As I’ve written previously, we live on a finite planet. With ruling elites always seeking to increase both their wealth and power, there’s going to be a crunch point. The crunch point is that the bastards think there are too many of us. Obviously, they can’t as yet be that open about their desire to drastically reduce the world’s population. What they can do is manage down our expectations. After the Covid ‘crisis’, they think they have an idea of how people’s behaviour can be manipulated. So, this kind of scenario could well be on the cards: Is a ‘climate lockdown’ coming? 26.7.23. What’s more, they know there’s a constituency that will support this and who will be leveraged into shaming those of us raising questions about the real agenda behind anything that would resemble a ‘climate lockdown’. The bastards would have no hesitation in using the kind of divide and rule tactics that were ruthlessly deployed against us during the Covid ‘crisis’.
To put it bluntly, I’m talking about shit that’s going down now. The kind of shit that’s designed to suck us ever further into a control matrix where what we do, what we spend and even what we think and want to express are subject to an ever greater degree of monitoring and control. I’m talking about mechanisms that can impose this level of monitoring and control which can be adjusted to suit whatever agenda those who presume to rule over us deem to be necessary to preserve their interests. I’m also talking about the psychological manipulation and the cynical divide and rule tactics they have already proved they have no hesitation in using.

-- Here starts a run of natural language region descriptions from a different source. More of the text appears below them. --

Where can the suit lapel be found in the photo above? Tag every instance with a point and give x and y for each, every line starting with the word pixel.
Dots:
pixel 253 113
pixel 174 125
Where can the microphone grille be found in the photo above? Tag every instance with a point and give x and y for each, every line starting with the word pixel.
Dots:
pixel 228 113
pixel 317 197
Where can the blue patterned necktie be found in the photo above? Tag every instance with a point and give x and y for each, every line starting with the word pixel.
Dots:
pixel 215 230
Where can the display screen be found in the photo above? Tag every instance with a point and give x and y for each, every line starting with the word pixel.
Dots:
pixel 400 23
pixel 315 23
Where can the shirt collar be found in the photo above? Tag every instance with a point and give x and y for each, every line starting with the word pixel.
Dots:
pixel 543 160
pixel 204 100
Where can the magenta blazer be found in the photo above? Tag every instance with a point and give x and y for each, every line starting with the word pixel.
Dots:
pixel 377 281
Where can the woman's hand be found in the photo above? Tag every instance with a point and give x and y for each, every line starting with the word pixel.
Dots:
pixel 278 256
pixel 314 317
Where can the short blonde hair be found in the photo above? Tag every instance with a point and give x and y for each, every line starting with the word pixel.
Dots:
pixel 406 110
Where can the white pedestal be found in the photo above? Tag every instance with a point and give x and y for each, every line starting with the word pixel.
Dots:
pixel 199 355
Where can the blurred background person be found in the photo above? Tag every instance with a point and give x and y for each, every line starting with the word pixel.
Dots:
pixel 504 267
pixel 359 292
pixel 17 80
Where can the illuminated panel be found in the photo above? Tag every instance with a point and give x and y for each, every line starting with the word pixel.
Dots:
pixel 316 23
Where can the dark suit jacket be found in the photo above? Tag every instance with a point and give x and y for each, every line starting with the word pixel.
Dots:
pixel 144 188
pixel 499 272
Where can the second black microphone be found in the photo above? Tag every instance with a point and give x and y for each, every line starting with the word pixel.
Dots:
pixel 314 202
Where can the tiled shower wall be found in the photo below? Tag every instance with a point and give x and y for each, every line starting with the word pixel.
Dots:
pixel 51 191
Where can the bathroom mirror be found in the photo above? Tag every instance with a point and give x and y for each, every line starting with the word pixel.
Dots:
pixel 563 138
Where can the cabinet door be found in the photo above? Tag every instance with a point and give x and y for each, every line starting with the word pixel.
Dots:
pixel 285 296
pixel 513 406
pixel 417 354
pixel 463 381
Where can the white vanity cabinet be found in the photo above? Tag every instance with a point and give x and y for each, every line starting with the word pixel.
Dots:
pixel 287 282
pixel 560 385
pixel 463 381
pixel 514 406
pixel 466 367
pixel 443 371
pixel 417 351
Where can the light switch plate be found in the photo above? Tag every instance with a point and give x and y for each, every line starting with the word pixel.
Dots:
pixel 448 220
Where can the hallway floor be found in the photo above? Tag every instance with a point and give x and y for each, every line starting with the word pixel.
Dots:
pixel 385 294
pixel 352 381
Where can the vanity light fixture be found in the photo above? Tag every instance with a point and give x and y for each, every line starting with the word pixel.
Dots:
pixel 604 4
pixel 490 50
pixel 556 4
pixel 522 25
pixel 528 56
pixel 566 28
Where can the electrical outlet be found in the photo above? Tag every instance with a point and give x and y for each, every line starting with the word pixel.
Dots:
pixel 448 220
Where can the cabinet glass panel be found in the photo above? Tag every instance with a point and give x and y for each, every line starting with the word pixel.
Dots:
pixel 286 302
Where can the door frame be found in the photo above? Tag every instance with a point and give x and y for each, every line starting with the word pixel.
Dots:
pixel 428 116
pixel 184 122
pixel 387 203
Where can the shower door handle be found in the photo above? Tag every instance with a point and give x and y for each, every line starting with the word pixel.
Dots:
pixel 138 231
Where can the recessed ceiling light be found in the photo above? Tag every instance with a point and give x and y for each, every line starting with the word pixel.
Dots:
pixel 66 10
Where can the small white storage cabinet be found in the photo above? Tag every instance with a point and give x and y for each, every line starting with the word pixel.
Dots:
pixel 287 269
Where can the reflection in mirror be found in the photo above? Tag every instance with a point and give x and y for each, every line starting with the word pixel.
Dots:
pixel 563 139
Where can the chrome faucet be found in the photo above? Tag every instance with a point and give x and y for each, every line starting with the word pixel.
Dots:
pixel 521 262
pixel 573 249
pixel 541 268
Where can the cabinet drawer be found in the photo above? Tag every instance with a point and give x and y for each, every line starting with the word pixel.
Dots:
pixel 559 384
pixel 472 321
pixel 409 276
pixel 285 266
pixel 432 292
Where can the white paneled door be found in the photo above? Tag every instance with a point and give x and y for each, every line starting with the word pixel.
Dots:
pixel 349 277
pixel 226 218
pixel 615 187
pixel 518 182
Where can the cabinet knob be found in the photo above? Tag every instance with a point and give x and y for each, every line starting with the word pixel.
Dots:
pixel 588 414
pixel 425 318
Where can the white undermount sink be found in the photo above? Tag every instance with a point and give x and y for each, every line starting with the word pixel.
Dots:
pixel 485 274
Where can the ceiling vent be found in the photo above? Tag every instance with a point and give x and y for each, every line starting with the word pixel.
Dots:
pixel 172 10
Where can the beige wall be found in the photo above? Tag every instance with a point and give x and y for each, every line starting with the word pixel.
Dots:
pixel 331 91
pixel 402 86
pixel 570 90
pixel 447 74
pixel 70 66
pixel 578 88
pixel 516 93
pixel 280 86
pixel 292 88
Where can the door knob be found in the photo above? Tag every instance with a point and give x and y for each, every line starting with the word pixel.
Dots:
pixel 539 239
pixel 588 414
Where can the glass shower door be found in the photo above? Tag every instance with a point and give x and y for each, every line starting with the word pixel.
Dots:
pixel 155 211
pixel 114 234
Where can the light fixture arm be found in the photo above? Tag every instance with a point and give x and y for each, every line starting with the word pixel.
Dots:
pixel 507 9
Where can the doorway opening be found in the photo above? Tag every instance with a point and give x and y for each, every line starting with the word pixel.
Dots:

The title of this piece is: ‘The de-humanising shittiness of modern life’. There’s a lot that’s de-humanising and pretty shitty about being nudged, nagged and coerced into ways of living and associating that run counter to what it means to be truly human. There’s a lot that’s de-humanising and pretty shitty about the way divide and rule tactics are deployed against us to the point where friends fall out with each other and former comrades are at each other’s throats. I speak from personal experience having lost a lot of what I thought were ‘comrades’ over the last few years because they allowed themselves to get sucked into the games of divide and rule.
What’s also de-humanising and pretty shitty is the way those who can’t or refuse to accept getting sucked into the digital control matrix as cast off to one side. That’s particularly the case with elderly people who can’t get to grips with digital interfaces which all too often, feel like they’re put together by someone with scant regard for the quality of user experience. It’s a case of take it or leave it and if you can’t cope, that’s tough shit. Is that the future you want where those who can’t keep up with the relentless and often, pointless pace of change are slung onto the scrap heap? One where those elderly people who can’t deal with the pointless complexity and shittiness of modern life are dismissed as little more than ‘useless eaters’?